I'm another NZer who always thought that the definition of a pantry was just a large cupboard for keeping food in, whether walk-in or not. My grandmother's house had a safe from the pre-fridge era, and at the ski club hut my family used to go to in the central North Island the safe is still in use instead of a freezer, since it's below zero (Celsius) outside in winter.
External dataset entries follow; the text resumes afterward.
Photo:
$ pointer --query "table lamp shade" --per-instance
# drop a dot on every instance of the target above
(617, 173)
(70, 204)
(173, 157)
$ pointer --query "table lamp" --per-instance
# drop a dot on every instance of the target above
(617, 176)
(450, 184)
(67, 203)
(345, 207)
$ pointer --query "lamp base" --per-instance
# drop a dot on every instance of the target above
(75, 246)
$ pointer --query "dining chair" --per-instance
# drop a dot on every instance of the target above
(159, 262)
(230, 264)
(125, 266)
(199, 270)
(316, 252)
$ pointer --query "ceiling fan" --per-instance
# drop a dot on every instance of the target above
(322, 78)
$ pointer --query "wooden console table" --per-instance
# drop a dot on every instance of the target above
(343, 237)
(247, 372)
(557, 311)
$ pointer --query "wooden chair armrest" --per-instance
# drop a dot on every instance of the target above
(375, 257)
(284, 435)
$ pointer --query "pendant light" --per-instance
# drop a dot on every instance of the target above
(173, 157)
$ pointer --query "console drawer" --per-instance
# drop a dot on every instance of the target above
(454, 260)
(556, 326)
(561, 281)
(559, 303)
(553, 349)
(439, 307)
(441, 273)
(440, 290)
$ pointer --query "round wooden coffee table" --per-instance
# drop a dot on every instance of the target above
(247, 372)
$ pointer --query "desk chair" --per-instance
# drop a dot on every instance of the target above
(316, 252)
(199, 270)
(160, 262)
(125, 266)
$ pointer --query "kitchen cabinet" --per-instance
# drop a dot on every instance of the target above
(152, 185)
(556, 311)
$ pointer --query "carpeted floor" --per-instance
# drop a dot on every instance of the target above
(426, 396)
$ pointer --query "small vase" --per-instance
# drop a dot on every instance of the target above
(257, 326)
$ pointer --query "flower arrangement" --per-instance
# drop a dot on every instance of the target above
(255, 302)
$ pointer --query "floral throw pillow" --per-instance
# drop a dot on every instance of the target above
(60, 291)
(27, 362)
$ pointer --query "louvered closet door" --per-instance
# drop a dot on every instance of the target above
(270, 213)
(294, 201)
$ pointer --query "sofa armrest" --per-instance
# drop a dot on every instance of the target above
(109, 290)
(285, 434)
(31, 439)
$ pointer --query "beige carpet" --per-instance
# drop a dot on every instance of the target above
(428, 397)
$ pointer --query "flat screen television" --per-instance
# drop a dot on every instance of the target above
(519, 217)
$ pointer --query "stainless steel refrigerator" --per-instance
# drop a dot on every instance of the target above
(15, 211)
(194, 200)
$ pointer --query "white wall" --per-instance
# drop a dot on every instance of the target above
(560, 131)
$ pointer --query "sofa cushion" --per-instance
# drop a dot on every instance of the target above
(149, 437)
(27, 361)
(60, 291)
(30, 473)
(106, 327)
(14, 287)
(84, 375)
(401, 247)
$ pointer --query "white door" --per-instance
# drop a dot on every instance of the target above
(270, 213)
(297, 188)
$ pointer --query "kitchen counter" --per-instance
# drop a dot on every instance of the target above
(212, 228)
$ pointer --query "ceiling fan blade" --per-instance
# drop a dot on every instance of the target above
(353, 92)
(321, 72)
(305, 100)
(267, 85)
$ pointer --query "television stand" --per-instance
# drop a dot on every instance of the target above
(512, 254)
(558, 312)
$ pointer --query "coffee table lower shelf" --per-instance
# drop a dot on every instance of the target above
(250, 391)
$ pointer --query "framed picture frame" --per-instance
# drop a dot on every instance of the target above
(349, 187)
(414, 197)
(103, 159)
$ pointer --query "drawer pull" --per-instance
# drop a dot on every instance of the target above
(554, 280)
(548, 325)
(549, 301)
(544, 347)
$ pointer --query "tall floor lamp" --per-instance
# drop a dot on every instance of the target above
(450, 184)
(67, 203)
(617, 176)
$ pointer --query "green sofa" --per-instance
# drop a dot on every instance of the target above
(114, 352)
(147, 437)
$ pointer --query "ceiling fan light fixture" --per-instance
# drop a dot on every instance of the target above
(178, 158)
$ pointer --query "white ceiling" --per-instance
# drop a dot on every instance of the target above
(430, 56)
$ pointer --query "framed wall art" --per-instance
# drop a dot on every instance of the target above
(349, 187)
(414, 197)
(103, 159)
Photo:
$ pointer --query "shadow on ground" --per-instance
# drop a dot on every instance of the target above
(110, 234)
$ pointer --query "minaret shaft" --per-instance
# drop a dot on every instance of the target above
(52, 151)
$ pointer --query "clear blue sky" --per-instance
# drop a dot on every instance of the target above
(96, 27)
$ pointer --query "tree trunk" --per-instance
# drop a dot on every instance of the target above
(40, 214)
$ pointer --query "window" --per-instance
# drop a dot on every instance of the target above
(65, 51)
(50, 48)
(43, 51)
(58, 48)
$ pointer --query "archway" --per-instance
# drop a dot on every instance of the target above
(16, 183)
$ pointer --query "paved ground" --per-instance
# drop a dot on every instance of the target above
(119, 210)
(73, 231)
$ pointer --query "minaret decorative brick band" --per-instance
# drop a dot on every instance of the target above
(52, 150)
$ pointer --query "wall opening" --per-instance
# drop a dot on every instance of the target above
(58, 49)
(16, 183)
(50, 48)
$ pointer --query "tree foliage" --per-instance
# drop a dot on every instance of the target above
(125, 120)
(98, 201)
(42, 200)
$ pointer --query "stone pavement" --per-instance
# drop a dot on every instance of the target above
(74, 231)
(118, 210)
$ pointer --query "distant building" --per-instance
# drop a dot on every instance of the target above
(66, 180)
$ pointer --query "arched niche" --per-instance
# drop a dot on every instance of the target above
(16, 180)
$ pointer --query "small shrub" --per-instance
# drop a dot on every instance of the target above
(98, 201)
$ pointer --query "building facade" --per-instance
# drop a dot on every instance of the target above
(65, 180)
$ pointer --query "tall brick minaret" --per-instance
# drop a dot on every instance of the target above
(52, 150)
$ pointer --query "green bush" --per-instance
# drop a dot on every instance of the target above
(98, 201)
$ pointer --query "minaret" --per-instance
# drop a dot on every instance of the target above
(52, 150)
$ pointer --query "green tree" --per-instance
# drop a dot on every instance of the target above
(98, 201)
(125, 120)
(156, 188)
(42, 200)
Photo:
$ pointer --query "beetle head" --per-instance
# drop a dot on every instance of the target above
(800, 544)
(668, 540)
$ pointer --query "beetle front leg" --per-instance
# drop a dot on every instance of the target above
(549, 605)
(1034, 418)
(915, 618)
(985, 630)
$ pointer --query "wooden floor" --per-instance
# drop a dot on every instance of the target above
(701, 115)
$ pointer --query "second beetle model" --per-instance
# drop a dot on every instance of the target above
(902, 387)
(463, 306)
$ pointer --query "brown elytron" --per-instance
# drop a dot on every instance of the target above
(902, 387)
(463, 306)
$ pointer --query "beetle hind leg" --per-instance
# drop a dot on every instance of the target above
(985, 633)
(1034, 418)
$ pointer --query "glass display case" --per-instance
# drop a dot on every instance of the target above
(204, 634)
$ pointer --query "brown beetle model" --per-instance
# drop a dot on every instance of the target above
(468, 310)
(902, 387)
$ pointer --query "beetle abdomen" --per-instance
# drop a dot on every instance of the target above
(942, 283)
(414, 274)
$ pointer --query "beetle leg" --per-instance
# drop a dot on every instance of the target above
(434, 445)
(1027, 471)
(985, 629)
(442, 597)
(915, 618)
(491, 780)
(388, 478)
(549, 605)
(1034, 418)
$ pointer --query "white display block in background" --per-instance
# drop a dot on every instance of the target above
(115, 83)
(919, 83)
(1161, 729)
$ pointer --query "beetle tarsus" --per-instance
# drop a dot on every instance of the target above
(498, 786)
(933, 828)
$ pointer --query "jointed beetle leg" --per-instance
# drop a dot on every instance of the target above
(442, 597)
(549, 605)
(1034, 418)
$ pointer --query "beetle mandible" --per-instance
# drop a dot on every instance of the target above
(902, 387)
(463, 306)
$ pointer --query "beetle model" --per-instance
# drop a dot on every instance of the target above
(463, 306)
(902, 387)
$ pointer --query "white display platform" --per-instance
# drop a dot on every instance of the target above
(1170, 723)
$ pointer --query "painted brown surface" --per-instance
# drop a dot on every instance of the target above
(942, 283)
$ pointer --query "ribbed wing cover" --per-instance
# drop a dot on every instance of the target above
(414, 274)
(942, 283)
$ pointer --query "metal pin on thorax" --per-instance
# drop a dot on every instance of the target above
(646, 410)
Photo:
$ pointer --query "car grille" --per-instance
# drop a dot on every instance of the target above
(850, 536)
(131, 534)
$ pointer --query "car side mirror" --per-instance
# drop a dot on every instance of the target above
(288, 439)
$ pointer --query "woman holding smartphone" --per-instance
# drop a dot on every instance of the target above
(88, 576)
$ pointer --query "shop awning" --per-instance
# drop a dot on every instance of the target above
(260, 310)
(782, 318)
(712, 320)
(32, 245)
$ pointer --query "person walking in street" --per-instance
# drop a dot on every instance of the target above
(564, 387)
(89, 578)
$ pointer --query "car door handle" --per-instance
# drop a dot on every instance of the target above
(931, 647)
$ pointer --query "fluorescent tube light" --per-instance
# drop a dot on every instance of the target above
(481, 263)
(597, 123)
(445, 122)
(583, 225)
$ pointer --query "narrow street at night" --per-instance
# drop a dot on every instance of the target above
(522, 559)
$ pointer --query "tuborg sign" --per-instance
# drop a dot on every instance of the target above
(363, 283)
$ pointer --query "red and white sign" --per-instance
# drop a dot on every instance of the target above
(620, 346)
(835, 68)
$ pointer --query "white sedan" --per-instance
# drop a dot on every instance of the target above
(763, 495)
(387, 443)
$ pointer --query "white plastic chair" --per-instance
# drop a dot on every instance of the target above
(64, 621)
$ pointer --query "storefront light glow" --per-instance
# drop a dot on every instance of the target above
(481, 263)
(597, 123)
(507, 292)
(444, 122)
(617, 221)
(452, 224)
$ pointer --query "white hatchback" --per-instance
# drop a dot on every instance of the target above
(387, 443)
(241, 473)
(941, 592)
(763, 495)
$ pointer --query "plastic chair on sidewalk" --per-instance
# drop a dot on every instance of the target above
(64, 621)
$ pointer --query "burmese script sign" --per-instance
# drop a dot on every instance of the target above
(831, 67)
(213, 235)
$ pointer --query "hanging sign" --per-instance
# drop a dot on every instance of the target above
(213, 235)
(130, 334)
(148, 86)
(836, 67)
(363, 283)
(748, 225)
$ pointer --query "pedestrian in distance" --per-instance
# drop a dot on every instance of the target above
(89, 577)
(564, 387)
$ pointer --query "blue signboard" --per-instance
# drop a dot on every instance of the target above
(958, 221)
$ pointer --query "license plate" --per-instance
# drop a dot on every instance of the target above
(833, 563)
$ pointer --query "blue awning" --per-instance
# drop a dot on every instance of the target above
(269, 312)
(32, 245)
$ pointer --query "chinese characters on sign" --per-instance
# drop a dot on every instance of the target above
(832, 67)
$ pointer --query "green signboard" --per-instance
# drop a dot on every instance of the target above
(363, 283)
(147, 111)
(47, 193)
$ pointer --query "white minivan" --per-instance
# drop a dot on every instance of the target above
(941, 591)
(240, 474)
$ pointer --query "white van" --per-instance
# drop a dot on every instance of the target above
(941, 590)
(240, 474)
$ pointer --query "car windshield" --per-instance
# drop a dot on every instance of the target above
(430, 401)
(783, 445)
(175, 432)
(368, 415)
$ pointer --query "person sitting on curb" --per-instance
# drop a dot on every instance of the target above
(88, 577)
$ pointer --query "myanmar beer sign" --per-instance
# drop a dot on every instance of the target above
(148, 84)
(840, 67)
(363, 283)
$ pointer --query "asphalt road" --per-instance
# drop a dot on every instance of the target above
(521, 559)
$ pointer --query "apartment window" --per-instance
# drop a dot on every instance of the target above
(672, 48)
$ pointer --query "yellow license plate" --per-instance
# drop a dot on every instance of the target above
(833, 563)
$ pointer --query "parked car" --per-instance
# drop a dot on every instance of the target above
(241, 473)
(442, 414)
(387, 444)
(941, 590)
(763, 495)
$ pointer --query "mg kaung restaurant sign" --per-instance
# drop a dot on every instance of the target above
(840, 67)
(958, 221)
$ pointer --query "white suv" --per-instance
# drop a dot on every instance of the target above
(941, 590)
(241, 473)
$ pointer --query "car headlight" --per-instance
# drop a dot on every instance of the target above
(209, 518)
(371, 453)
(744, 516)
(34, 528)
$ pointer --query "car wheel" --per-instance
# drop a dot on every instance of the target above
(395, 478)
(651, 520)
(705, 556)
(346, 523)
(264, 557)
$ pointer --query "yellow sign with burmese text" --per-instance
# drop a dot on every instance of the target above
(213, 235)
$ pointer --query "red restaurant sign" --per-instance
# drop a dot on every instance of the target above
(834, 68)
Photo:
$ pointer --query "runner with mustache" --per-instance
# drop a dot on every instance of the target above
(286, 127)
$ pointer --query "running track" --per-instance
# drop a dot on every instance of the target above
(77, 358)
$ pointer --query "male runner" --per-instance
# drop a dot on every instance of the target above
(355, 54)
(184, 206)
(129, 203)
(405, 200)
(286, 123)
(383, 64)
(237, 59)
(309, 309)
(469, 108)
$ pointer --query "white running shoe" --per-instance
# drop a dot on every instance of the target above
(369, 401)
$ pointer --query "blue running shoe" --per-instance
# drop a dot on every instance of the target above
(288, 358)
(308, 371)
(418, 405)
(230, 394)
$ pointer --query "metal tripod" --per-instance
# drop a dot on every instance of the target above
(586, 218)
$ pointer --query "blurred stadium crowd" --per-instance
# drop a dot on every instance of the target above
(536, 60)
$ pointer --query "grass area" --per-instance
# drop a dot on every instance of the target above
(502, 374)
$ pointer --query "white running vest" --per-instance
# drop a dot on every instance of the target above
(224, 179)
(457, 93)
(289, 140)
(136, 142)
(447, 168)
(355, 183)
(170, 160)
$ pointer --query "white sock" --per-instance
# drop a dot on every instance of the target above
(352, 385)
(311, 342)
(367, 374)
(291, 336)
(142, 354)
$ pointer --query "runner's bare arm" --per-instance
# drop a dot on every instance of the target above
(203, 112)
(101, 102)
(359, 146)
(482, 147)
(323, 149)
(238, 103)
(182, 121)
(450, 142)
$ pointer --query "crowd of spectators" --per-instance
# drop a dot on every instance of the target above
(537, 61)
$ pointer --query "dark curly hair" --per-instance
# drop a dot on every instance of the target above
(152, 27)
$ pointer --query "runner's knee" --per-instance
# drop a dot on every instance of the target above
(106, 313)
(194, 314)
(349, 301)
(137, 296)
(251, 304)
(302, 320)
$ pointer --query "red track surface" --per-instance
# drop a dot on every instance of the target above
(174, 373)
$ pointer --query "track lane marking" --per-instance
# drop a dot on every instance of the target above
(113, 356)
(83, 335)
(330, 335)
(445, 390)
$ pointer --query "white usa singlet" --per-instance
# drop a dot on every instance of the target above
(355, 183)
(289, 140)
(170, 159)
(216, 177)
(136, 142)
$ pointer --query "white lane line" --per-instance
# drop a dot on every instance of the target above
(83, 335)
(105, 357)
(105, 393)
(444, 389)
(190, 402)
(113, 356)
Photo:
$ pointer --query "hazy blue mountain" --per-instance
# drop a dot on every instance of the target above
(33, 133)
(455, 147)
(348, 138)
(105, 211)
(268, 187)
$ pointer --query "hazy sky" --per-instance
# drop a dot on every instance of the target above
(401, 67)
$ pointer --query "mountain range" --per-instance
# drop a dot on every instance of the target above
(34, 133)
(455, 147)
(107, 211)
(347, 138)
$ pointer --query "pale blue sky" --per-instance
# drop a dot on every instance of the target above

it is called pantry in an aircraft as well as on a boat. why? because it is more a place to heat up+ some food than to +prepare (cook) it. 'cupboard' maybe because the place is mainly used for the 'storage' of the food. in german some upscale real-estators always call everything a 'pantry-kitchen' (ger.: 'pantry kueche') because they know that the only device the new owner will make use of is the microwave oven - and the refrigerator. a 'kitchen' sounds like a dirty place, a 'pantry-kitchen' sounds like a party place...
'super

I knew what crockery was, it was the "delph" I was wondering about. Does it comes from Delft in the Netherlands?